All of us are coming to the Thanksgiving table feeling differently. Some of us will be flushed with new love from boyfriends or babies. Some of us will be gray with heavy grief. Most of us will be somewhere in between.

It could be one of the perks of depression and anxiety, but even when my plate in full, my cup is full, and my table is full, I’m going to feel a little empty. I don’t ding my glass with a salad fork and make a toast to my sorrows, but they are there, politely waiting to be addressed later when we’re alone in sweatpants.

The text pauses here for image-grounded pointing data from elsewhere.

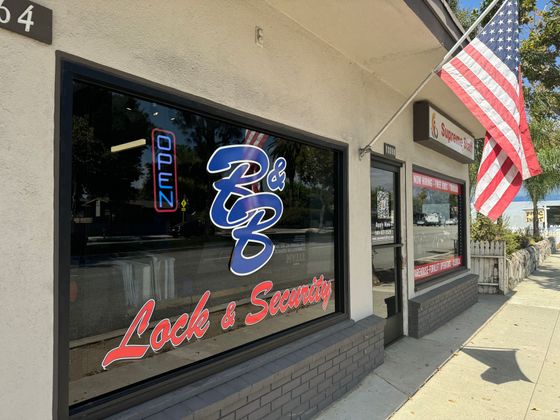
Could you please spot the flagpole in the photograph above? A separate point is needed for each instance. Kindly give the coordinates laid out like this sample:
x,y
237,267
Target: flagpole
x,y
368,147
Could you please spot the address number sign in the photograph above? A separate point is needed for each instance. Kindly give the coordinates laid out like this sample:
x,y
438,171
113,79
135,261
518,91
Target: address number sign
x,y
27,18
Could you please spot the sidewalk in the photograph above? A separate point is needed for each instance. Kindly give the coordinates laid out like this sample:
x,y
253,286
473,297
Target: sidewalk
x,y
500,359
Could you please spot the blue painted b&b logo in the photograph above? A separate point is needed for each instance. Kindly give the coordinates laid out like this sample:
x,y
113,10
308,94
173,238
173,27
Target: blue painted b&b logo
x,y
251,212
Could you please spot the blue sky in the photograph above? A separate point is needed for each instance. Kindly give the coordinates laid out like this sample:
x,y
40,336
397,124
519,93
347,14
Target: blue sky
x,y
522,196
476,3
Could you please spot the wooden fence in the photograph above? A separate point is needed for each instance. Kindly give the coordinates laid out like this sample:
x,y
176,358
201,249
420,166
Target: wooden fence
x,y
488,260
499,273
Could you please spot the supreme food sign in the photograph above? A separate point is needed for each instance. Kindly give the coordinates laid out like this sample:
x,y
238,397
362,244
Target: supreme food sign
x,y
434,130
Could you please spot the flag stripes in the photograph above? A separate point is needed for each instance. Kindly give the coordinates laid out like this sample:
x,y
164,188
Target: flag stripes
x,y
486,77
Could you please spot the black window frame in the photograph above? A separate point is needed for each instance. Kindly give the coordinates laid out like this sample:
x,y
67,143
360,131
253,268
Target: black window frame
x,y
70,68
461,226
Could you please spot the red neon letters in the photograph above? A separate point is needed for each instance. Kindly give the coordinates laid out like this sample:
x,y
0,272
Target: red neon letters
x,y
287,299
163,332
196,325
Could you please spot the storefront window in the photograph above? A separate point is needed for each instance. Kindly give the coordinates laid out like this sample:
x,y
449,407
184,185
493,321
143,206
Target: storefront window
x,y
190,236
438,226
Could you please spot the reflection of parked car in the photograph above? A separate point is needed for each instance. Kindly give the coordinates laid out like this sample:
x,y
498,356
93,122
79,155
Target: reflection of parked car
x,y
419,219
433,219
192,226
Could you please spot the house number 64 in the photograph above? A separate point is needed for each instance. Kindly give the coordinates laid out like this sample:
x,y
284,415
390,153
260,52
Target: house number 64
x,y
26,18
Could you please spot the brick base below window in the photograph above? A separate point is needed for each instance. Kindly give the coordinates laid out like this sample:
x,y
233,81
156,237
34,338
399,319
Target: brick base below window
x,y
293,381
431,310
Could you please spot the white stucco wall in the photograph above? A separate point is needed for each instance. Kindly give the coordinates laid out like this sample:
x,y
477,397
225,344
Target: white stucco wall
x,y
202,48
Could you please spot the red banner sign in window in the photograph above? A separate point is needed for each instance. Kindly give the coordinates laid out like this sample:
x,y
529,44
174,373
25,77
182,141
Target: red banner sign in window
x,y
437,184
431,269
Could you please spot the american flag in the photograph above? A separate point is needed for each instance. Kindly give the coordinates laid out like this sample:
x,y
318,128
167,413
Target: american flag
x,y
256,139
486,77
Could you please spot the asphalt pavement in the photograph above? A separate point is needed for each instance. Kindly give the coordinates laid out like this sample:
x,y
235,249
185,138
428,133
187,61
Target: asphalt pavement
x,y
500,359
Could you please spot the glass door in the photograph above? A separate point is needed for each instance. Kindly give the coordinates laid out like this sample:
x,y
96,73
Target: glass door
x,y
386,247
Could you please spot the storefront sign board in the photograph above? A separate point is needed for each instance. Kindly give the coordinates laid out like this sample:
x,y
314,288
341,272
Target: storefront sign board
x,y
436,131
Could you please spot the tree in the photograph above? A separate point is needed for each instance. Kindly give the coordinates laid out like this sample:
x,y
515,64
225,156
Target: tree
x,y
467,16
540,55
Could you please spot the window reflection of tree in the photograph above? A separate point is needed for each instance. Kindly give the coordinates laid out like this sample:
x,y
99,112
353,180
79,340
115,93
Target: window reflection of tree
x,y
310,184
102,119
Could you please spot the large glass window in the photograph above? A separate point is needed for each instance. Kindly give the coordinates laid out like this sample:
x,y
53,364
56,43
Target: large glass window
x,y
190,236
438,226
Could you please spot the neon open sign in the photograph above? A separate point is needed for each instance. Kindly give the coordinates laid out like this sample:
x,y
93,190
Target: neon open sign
x,y
164,167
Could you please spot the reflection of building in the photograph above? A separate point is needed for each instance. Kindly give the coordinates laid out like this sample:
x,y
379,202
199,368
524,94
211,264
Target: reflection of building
x,y
316,82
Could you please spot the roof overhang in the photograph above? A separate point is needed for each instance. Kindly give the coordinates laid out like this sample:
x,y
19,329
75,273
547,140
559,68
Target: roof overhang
x,y
399,42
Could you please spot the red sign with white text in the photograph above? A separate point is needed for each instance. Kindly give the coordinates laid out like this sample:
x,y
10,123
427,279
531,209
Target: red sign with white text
x,y
437,184
433,268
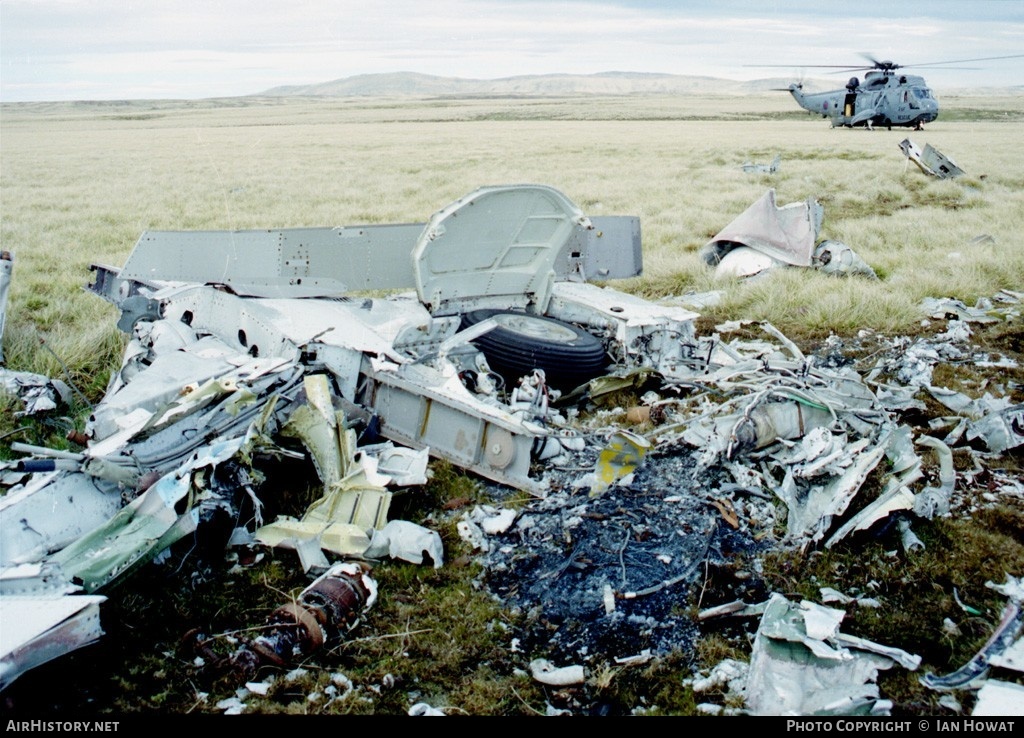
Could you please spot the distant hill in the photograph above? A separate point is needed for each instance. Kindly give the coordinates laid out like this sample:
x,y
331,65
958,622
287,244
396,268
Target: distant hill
x,y
606,83
412,84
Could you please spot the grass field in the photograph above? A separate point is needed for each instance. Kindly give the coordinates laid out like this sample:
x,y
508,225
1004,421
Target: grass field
x,y
79,182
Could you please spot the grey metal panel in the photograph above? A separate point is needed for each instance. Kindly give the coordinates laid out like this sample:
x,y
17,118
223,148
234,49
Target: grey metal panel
x,y
611,250
291,262
493,445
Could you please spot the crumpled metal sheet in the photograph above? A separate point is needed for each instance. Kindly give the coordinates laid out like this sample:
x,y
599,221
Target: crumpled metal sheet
x,y
785,234
802,665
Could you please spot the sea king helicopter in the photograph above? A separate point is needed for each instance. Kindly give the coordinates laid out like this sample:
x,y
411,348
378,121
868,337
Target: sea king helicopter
x,y
884,97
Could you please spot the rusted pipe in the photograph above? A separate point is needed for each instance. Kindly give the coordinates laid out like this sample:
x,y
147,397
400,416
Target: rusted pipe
x,y
323,613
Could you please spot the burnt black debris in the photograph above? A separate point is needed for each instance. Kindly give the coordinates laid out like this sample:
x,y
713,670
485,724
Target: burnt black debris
x,y
617,574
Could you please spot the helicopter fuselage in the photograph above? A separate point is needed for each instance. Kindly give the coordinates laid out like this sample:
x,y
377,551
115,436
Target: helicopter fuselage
x,y
884,98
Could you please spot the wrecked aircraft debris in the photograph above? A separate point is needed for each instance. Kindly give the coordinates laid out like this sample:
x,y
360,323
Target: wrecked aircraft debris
x,y
767,235
930,161
252,348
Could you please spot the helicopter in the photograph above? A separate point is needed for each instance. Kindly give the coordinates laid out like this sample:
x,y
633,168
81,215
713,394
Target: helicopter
x,y
884,97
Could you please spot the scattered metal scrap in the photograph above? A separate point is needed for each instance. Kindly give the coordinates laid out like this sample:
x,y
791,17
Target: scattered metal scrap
x,y
802,664
930,161
766,235
322,614
238,361
1004,650
752,168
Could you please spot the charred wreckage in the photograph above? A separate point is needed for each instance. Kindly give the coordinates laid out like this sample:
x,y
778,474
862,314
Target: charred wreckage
x,y
472,338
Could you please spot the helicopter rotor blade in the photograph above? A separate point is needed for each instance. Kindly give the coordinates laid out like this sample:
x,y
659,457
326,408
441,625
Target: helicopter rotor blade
x,y
961,61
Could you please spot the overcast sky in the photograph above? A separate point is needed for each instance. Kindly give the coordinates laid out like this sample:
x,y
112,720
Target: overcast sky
x,y
189,49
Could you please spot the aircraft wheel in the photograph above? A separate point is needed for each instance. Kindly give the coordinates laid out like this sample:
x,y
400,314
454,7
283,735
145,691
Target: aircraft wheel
x,y
568,355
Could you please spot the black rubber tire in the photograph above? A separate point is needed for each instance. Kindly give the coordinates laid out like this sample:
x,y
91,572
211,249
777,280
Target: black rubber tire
x,y
568,355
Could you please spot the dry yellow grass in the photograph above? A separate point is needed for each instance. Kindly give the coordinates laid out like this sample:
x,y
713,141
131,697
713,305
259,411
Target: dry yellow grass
x,y
81,181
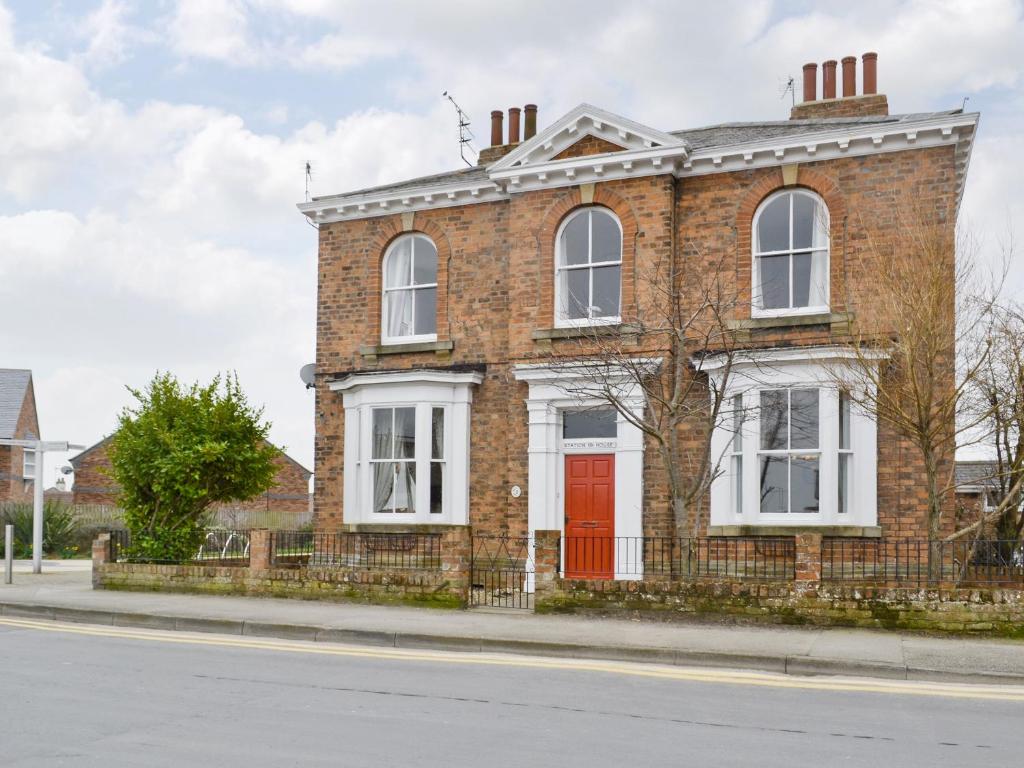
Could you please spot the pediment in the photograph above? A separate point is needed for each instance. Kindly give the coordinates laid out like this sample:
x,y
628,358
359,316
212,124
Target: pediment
x,y
598,128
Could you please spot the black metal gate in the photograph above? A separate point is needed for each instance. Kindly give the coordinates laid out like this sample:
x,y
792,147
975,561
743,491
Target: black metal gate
x,y
502,572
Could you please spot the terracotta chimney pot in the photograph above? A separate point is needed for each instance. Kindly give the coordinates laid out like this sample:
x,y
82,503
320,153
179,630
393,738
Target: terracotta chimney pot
x,y
828,79
849,76
497,119
529,128
514,125
870,75
810,82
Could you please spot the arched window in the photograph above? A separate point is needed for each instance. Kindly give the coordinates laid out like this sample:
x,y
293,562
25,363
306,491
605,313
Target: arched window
x,y
410,300
791,255
588,268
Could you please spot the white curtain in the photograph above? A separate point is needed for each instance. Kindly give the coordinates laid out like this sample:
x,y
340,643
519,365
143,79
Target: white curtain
x,y
398,273
819,261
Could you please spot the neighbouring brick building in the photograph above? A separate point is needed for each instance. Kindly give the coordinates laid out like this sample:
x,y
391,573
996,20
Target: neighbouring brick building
x,y
94,485
18,421
450,305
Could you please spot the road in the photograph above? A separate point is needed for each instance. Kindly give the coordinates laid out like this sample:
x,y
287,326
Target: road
x,y
84,695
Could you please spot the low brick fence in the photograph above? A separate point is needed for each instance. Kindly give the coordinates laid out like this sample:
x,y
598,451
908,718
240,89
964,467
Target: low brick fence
x,y
804,599
444,584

I used to feel bad about this, that I couldn’t whole heartedly bound into the holiday season full of grateful joy. But now I own it. This is how I live my life in Christ, acknowledging the good and bad in the same moment. I don’t have have to pretend. But I better not sass and moan all over someone’s moment of gratitude or giggle and sing over someone’s moment of pain.


Chris grew up eating in these solid sturdy chairs. Now they’re around our kitchen table. Decades of Fritz memories.

Faith is defined as being “sure of what we hope for and certain of what we do not see.” That means, here in the grit and grind of my unanswered prayers, I’m choosing to be grateful about good things that haven’t happened yet. I’m believing that everything that makes me weary, sad, hopeless, or angry will someday be resolved. Hopefully here, in my lifetime. But definitely in the future, in heaven. I can be thankful for that.

Someday my single friends will know they’re chosen.

Someday my barren friends will create new life.

Someday my chronic back pain will be gone.

Someday my kids won’t need so many doctor appointments.

Someday I’ll eat mashed potatoes with Chris’s mom again.

But not yet.

You are loved.


I got this chair for $5 at a garage sale years ago. Sharon loved it. She would be been puzzled that we haven’t repaired it yet, though.

Other Holiday Posts:

© Aimee Fritz and Family Compassion Focus, 2015.


  1. Bonelle Miller says

    This made me tear up with memories. Oh how I loved her. We just understood each other. Someday we will rejoice with her again. I will never have another friend like her because she was one of a kind. So precious and gracious. Thank you for reminding me of what I once had and what I have to look forward to in eternity.. My last words to her were “this isn’t goodbye”.